Ambos se volvieron para descubrir a la señora Broom detrás de ellos, esbozando una amplia sonrisa. Sostenía una cesta atestada.

—Cook y yo pensamos lo mucho que agradecería algún sustento durante el camino. Mejor que esa terrible comida de las posadas.

Richard sabía positivamente que ni la señora Broom ni Cook habían estado en su vida en una posada. Era tal su desesperación que fue lo único que se le ocurrió. Se sentía conmocionado, desgarrado y vacío. Le cogió la cesta a la señora Broom, logró sonreír débilmente y se la pasó a un mozo de cuadra. Luego volvió a mirar a Catriona.

Lo único que vio fue su inalterable sonrisa.

—Adiós.

Por un instante estuvo a punto de negarse a aceptar el rechazo de Catriona, a punto de levantarla en sus brazos y negarse a marchar, de decirle desesperadamente cómo serían las cosas entre ellos a partir de ese momento…

La inalterable sonrisa, la mirada fría de Catriona y los negros nubarrones de la pérdida lo detuvieron.

Inclinó la cabeza con corrección impecable, se volvió y bajó los escalones con aire indiferente.

Catriona lo observó partir y sintió que el corazón se le iba con él. Sabía que nunca volvería a ser la misma —a ser tan fuerte— sin él. Richard se detuvo para hablar con el cochero y entró en el carruaje sin mirar atrás. Se recostó en el asiento y Worboys cerró la puerta; el carruaje se puso en marcha con una sacudida y se dirigió, acelerando a medida que avanzaba hacia el parque por el camino.
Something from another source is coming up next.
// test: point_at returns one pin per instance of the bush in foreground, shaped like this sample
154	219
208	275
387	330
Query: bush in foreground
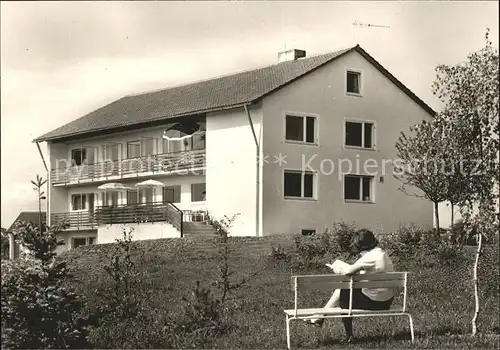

Catriona alzó una mano de despedida que Richard no pudo ver y murmuró una bendición. Muda e inmóvil en lo alto de la escalera, ignorando la gente que pasaba por su lado en tropel, se quedó mirando hasta que el carruaje desapareció entre los árboles.

Entonces entró en la casa, pero no se unió a los suyos para desayunar. En su lugar, subió a la habitación del torreón, abrió la ventana de par en par y observó el carruaje que se llevaba a su marido lejos de ella, hasta que el vehículo traspuso los límites del valle.